A sequence like fibonacci sequance that has got the shortest formula. [closed]

Question

I want a squance like this:

$X_1=a$,$X_2=b$,$X_n=X_{n-2}+X_{n-1}$

But I want one that has the shortest formula for example I found the lucas numbers formula.it was shorter than the fibonacci numbers formula but I want one with a shorter one.

Answer 1

Well, the general formula for the recurrence relation $x_n=x_{n-1}+x_{n-2}$ is $$ x_n= \frac{\phi ^n (x_0+ x_1 \phi )+\phi (-\phi )^{-n} (x_0 \phi -x_1)}{\phi ^2+1}, $$ where $\phi$ is either of the roots of $x^2-x-1$. You can make this formula really short by taking $x_0= 1$ and $x_1=\phi$. You get $$ x_n=\phi^n. $$ You can prove this directly without considering the giant unwieldy general formula.

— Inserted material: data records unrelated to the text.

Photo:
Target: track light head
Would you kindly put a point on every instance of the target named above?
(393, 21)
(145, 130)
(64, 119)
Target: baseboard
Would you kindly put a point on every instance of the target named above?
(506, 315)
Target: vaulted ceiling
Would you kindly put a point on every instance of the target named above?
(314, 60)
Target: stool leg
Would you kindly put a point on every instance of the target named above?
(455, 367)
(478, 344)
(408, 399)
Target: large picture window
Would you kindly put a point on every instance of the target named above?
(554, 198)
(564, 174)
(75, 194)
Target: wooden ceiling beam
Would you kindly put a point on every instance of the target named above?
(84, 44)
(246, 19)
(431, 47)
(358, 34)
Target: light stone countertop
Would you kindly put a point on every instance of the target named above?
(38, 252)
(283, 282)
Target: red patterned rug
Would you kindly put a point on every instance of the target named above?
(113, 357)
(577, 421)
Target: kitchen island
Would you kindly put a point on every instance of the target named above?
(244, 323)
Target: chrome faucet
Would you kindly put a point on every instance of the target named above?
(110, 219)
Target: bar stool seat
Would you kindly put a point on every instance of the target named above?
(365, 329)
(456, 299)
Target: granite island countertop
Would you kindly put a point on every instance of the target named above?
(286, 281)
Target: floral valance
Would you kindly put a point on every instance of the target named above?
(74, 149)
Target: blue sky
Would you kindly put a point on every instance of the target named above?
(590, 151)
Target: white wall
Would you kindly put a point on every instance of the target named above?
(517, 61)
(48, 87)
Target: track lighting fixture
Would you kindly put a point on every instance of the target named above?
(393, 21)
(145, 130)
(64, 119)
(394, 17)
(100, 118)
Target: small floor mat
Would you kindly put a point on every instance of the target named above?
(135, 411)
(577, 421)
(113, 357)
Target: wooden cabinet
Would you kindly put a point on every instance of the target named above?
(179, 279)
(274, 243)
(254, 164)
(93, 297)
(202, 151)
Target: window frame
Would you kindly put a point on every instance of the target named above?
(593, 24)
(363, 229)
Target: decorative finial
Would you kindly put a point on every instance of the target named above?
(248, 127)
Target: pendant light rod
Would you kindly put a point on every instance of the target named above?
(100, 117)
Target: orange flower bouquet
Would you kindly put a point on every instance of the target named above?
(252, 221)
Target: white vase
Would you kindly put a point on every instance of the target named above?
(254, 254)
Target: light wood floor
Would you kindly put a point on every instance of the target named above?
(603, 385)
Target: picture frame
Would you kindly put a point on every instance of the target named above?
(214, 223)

To do this keep in mind that $\phi^2=\phi+1$ such that $$\phi^n=\phi^2\phi^{n-2}=(\phi+1)(\phi^{n-2})=\phi^{n-1}+\phi^{n-2}.$$

---

Shorter still of course is taking $x_0=x_1=0$ such that $x_n=0$.

---

Edit: Now that I see that you want $x_0,x_1\in \mathbb{Z}_{> 0}$, I think that the best answer has got to be $x_0=2$ and $x_1=1$ yielding $$x_n= \phi^n + (-\phi)^{-n}.$$ The formula will always look like $$x_n =a \cdot \phi^n + b \cdot (-\phi)^{-n}.$$ Since you don't want $x_n=0$ we must have at least one of $a,b$ to be non-zero. If say $b=0$ we get $x_0=a$ and $x_1= a\cdot\phi$. Then $x_0$ and $x_1$ can't both be integers. So $b\neq 0$, by the same argument $a \neq 0$. I guess you could call $a=b=1$ the simplest form.